Folge 232 Endometriose neu gedacht: Warum sie mehr als eine gynäkologische Erkrankung ist mit Gynäkologin Dr. Eberle

Endometriose verstehen: Eine chronische Systemerkrankung

Endometriose betrifft Millionen von Frauen – und wird dennoch häufig spät erkannt.

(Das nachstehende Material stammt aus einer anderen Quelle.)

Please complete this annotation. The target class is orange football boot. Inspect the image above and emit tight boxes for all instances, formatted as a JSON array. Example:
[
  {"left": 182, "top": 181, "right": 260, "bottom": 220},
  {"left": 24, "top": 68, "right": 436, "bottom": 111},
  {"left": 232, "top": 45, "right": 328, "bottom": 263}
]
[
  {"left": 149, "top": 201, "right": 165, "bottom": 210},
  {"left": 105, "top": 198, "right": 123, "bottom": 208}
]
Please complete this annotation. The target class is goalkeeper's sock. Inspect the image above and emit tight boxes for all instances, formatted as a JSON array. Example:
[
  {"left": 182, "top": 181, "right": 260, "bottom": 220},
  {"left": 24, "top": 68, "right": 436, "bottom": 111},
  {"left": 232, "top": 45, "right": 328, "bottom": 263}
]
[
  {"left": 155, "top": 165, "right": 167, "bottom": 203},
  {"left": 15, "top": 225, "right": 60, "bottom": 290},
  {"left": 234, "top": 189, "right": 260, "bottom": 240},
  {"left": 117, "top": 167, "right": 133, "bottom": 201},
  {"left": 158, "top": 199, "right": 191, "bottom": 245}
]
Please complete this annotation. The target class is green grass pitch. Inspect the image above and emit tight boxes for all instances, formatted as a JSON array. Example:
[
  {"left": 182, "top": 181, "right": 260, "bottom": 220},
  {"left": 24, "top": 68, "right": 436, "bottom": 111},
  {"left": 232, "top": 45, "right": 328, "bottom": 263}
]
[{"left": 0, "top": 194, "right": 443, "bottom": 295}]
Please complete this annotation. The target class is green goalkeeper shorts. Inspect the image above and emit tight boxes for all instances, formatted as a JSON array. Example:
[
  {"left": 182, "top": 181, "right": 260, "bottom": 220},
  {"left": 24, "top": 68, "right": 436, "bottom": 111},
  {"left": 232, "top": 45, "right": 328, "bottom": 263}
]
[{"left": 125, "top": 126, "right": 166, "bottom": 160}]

In unserer aktuellen Podcastfolge spricht Gynäkologin Christine Eberle über einen entscheidenden Perspektivwechsel:

Endometriose ist nicht nur ein lokales gynäkologisches Problem – sondern eine komplexe, chronische Systemerkrankung.

Das bedeutet:
Die Erkrankung beeinflusst nicht nur das Becken, sondern den gesamten Organismus – einschließlich Immunsystem, Hormonsystem und Nervensystem.

Viele Betroffene erleben über Jahre hinweg:

  • starke Regelschmerzen
  • chronische Unterbauchschmerzen
  • Schmerzen beim Geschlechtsverkehr
  • Erschöpfung (Fatigue)
  • unerfüllter Kinderwunsch

Das Problem: Diese Symptome werden oft als „normal“ abgetan.

Die Folge:
Diagnosen erfolgen im Durchschnitt erst nach vielen Jahren.

Diagnostik: Warum Endometriose so schwer zu erkennen ist

Ein zentrales Thema im Podcast:
Die Diagnostik ist komplex und häufig verzögert.

Aktuell gehören dazu:

  • ausführliche Anamnese
  • gynäkologische Untersuchung
  • bildgebende Verfahren
  • ggf. operative Diagnosesicherung – Bauchspiegelung

Wichtig:
Es gibt keinen einfachen Standard-Test, der Endometriose sicher ausschließt.

Therapie: Mehr als nur ein Ansatz

Die klassische Therapie umfasst:

  • hormonelle Behandlung
  • Schmerztherapie
  • operative Verfahren

Doch im Gespräch wird klar:

Ein rein medizinischer Ansatz greift oft zu kurz.

Ganzheitliche Perspektive: Der entscheidende Unterschied

Endometriose betrifft mehrere Ebenen gleichzeitig:

  • körperlich (Entzündung, Hormone)
  • emotional (chronische Belastung)
  • mental (Umgang mit Schmerz und Unsicherheit)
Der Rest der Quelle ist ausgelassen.